Some medical conditions of the foot are painful. A few may even be life-threatening. But some conditions are just downright embarrassing. Take sweaty feet: no one would really classify it as life-threatening (unless, of course, your life depends on your ability to keep your socks dry), but having sweaty feet (and sometimes the smelly feet that can accompany the condition) can make people feel self-conscious, uncomfortable, and isolated.
There are a few different things that can cause excessively sweaty feet. Primary hyperhydrosis, for example, refers to excessive sweating, usually on the face, hands, underarms and feet (although it may occur throughout the body) that is unrelated to other causes (like heat, exercise and some medical conditions). Although there isn’t really a known cause for primary hyperhydrosis, it seems to have a genetic link. Secondary hyperhydrosis means that your excessive sweating is being caused by some other condition, such as anxiety, menopause, heart problems, lung problems, cancer, hyperthyroidism (overactive thyroid), stroke or diabetes. Some medications, heat, or exercise may also contribute to secondary hyperhydrosis.
Excessive sweating on the soles of your feet is the primary symptom of hyperhydrosis, although you may notice a great deal of sweating on the palms of your hands, your face, and under your arms.
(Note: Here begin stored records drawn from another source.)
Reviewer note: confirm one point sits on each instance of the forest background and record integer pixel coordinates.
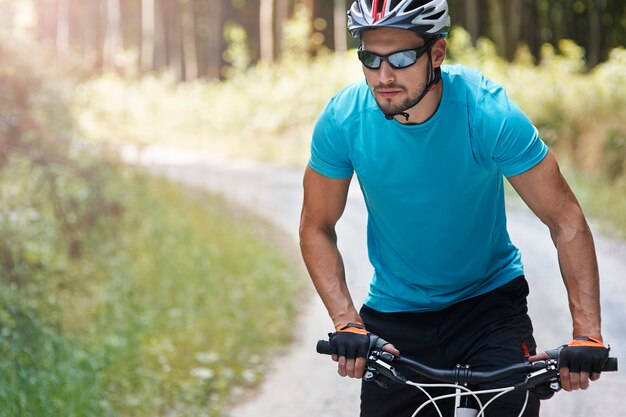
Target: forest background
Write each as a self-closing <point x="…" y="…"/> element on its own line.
<point x="112" y="303"/>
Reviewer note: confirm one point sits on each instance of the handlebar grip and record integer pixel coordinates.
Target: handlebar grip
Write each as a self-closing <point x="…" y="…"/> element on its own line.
<point x="610" y="365"/>
<point x="323" y="347"/>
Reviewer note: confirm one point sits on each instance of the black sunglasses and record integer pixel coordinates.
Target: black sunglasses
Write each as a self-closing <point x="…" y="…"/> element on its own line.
<point x="397" y="60"/>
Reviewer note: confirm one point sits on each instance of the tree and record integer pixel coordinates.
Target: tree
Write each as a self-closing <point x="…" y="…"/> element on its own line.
<point x="148" y="25"/>
<point x="266" y="31"/>
<point x="113" y="37"/>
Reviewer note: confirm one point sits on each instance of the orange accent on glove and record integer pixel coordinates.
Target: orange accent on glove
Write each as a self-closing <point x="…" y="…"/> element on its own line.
<point x="586" y="341"/>
<point x="351" y="328"/>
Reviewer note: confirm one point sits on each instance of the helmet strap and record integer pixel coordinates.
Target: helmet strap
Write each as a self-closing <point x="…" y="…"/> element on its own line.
<point x="434" y="78"/>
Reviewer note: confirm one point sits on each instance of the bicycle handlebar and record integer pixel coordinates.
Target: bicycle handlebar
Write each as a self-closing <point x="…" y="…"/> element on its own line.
<point x="382" y="362"/>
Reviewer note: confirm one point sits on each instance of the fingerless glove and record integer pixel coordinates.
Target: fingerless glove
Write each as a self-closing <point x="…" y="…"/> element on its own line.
<point x="584" y="354"/>
<point x="350" y="340"/>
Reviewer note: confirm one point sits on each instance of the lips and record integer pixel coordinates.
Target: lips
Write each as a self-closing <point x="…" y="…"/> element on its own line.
<point x="388" y="92"/>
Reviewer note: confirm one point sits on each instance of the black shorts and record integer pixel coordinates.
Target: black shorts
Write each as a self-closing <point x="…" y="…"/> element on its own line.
<point x="486" y="332"/>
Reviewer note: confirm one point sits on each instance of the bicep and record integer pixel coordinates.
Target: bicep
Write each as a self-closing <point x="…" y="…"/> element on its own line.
<point x="324" y="199"/>
<point x="547" y="194"/>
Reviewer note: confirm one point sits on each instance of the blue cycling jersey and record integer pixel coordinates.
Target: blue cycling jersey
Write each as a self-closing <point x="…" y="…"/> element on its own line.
<point x="434" y="191"/>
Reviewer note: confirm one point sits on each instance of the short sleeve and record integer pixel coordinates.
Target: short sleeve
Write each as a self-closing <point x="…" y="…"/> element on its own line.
<point x="515" y="145"/>
<point x="329" y="147"/>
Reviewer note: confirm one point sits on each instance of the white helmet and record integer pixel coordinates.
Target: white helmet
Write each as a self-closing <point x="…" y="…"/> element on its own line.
<point x="426" y="17"/>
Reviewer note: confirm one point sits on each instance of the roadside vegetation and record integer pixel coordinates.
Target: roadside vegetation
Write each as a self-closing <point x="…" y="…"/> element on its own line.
<point x="268" y="113"/>
<point x="121" y="294"/>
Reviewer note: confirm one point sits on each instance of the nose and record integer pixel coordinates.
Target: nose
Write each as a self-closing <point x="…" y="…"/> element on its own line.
<point x="386" y="74"/>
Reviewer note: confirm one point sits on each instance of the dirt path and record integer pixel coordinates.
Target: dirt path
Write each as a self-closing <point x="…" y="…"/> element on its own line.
<point x="302" y="383"/>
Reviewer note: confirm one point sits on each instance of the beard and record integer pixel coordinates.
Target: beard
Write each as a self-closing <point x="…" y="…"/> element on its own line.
<point x="390" y="106"/>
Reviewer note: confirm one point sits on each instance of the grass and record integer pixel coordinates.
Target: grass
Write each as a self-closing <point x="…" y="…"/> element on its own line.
<point x="175" y="309"/>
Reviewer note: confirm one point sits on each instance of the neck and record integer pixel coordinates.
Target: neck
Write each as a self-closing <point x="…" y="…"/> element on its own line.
<point x="425" y="109"/>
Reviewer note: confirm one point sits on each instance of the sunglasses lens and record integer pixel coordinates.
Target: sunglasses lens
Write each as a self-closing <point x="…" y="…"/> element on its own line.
<point x="402" y="59"/>
<point x="369" y="59"/>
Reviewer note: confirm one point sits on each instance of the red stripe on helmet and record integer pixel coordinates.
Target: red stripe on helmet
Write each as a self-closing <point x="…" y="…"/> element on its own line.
<point x="375" y="10"/>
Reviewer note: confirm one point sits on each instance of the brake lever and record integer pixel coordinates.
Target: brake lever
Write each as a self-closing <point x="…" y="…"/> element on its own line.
<point x="380" y="363"/>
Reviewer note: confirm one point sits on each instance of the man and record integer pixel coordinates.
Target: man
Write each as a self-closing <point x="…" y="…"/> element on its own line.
<point x="430" y="146"/>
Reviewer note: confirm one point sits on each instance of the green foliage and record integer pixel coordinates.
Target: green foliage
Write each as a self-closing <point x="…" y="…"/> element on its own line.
<point x="120" y="295"/>
<point x="268" y="113"/>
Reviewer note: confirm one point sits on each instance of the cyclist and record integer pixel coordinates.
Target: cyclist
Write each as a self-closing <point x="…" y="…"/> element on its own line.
<point x="430" y="145"/>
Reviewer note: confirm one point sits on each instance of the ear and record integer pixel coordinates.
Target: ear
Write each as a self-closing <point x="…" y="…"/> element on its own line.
<point x="438" y="52"/>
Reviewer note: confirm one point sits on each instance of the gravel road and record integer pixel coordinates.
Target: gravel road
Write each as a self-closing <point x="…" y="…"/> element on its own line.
<point x="302" y="383"/>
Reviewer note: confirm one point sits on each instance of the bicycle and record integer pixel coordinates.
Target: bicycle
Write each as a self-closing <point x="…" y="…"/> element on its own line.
<point x="542" y="374"/>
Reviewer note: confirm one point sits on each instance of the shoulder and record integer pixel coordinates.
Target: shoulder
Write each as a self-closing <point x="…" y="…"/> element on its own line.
<point x="352" y="100"/>
<point x="471" y="85"/>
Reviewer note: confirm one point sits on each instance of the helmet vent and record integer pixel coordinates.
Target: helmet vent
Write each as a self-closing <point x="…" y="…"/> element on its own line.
<point x="435" y="16"/>
<point x="394" y="3"/>
<point x="414" y="5"/>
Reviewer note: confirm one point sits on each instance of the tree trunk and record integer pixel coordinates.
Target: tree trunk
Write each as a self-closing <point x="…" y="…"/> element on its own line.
<point x="63" y="27"/>
<point x="215" y="45"/>
<point x="113" y="37"/>
<point x="147" y="35"/>
<point x="595" y="32"/>
<point x="472" y="19"/>
<point x="281" y="16"/>
<point x="188" y="38"/>
<point x="266" y="31"/>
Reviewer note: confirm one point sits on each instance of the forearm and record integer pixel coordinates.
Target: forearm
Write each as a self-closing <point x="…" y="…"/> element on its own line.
<point x="326" y="269"/>
<point x="579" y="268"/>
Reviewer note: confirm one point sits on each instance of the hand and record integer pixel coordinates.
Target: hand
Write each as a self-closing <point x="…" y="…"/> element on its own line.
<point x="580" y="361"/>
<point x="349" y="346"/>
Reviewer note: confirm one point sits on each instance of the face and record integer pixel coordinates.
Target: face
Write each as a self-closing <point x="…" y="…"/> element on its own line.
<point x="395" y="89"/>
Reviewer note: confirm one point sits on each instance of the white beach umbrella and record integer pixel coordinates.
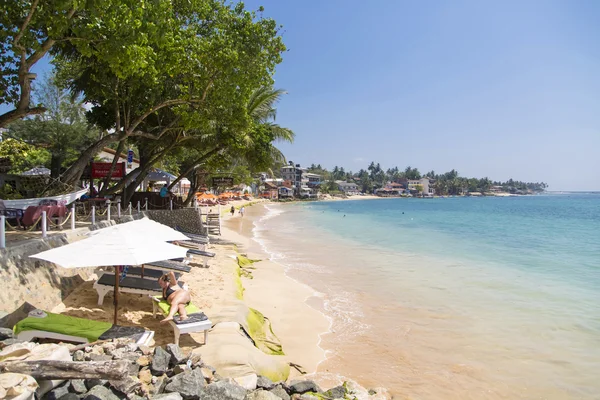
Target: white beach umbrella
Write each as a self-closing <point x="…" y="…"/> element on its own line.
<point x="112" y="249"/>
<point x="144" y="229"/>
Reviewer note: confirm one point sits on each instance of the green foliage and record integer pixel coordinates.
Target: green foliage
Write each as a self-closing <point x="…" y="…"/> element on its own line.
<point x="7" y="192"/>
<point x="62" y="129"/>
<point x="23" y="156"/>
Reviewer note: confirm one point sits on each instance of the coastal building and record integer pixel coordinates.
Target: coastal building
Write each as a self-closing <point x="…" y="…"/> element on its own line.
<point x="349" y="189"/>
<point x="285" y="192"/>
<point x="293" y="174"/>
<point x="303" y="183"/>
<point x="270" y="191"/>
<point x="425" y="183"/>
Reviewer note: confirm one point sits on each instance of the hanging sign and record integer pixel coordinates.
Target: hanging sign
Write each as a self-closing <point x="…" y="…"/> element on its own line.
<point x="222" y="181"/>
<point x="129" y="158"/>
<point x="100" y="170"/>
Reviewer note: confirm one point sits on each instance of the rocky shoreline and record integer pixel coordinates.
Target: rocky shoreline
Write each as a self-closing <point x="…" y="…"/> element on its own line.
<point x="166" y="373"/>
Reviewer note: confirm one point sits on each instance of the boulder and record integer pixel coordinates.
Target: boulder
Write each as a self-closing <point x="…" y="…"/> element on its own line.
<point x="177" y="355"/>
<point x="262" y="394"/>
<point x="180" y="369"/>
<point x="143" y="361"/>
<point x="6" y="333"/>
<point x="145" y="376"/>
<point x="189" y="384"/>
<point x="77" y="386"/>
<point x="10" y="342"/>
<point x="100" y="357"/>
<point x="93" y="382"/>
<point x="167" y="396"/>
<point x="100" y="393"/>
<point x="248" y="382"/>
<point x="262" y="382"/>
<point x="379" y="393"/>
<point x="78" y="356"/>
<point x="280" y="392"/>
<point x="160" y="361"/>
<point x="223" y="390"/>
<point x="57" y="392"/>
<point x="300" y="387"/>
<point x="207" y="373"/>
<point x="127" y="385"/>
<point x="354" y="390"/>
<point x="338" y="392"/>
<point x="158" y="385"/>
<point x="69" y="396"/>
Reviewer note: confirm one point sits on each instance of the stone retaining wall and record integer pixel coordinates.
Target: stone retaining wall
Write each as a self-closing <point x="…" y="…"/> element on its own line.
<point x="187" y="218"/>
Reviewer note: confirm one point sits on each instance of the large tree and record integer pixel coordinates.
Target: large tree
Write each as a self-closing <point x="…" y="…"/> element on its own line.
<point x="211" y="59"/>
<point x="117" y="32"/>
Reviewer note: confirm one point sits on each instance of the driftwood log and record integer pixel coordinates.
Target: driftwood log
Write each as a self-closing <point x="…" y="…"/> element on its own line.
<point x="51" y="369"/>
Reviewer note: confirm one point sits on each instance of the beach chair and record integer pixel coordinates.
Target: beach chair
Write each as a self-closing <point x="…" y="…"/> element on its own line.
<point x="194" y="236"/>
<point x="148" y="273"/>
<point x="130" y="284"/>
<point x="204" y="254"/>
<point x="197" y="322"/>
<point x="46" y="325"/>
<point x="169" y="265"/>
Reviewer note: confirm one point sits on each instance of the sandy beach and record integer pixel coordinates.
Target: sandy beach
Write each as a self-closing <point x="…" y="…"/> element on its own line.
<point x="213" y="289"/>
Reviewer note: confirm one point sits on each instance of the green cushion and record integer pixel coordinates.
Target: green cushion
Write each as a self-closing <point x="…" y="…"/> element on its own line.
<point x="245" y="261"/>
<point x="166" y="307"/>
<point x="58" y="323"/>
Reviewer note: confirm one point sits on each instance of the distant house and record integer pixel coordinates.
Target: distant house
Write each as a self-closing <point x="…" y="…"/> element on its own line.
<point x="349" y="189"/>
<point x="285" y="192"/>
<point x="302" y="182"/>
<point x="425" y="183"/>
<point x="293" y="173"/>
<point x="270" y="191"/>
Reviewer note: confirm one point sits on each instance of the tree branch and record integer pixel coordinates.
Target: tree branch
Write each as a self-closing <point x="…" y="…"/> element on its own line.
<point x="25" y="23"/>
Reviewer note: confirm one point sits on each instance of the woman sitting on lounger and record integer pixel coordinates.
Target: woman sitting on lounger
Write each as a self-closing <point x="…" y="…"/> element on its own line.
<point x="177" y="297"/>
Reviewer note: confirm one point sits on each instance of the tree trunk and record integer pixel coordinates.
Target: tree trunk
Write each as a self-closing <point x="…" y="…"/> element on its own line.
<point x="55" y="166"/>
<point x="194" y="164"/>
<point x="112" y="166"/>
<point x="52" y="369"/>
<point x="73" y="174"/>
<point x="192" y="193"/>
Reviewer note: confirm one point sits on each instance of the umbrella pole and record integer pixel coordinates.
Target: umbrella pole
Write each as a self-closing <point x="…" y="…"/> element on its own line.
<point x="116" y="296"/>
Hyperhydrosis can also make you more susceptible to athlete’s foot, plantar warts or smelly feet, so you may notice symptoms of these conditions as well.
While you may be embarrassed to let people in on your sweating problem, your podiatrist is a friendly professional who won’t think any less of you when he or she finds out about it. In fact, your podiatrist can help you reduce the sweatiness of your feet and get you back to feeling normal again. To diagnose hyperhydrosis, your podiatrist will probably ask you about your symptoms, such as where and when your sweating occurs, and whether or not it seems to be connected to any other condition such as anxiety or another medical problem.
Again, excessive sweating isn’t really a life-threatening condition, so it’s important to weigh the benefits of treatment against possible side effects. Fortunately, there’s a variety of treatments to choose from.
Your podiatrist may suggest antiperspirants, which most often contain aluminum chloride hexahydrate, which blocks the pores. Over-the-counter medications such as Drysol, Dehydral and Xerac can be quite effective at treating sweaty feet. If over-the-counter options don’t work for you, your podiatrist may consider prescription medications such as glycopyrrolate or propantheline bromide. These oral medications prevent stimulation of your sweat glands.
Iontophoresis is effective for some patients. It involves putting your feet in a shallow pan of water. A therapist will then use a machine to send a low voltage current through the water to temporarily shut off the sweat glands in your feet. You’ll likely need the treatment every other day for six to ten sessions, and about once a week after that. You can purchase the machine, but only with a prescription from your doctor.
If all other treatments fail, your podiatrist may recommend surgery to excise the sweat glands or destroy the nerve sending signals to the glands. However, in nearly 80% of patients, this procedure can lead to compensatory sweating elsewhere on the body, so you should undertake it only if all other methods have failed, and only if you fully understand the risks.
In the meantime, wearing cotton socks and leather shoes might help keep your feet dry and prevent unpleasant associated conditions, like athlete’s foot, or worse, really really stinky feet.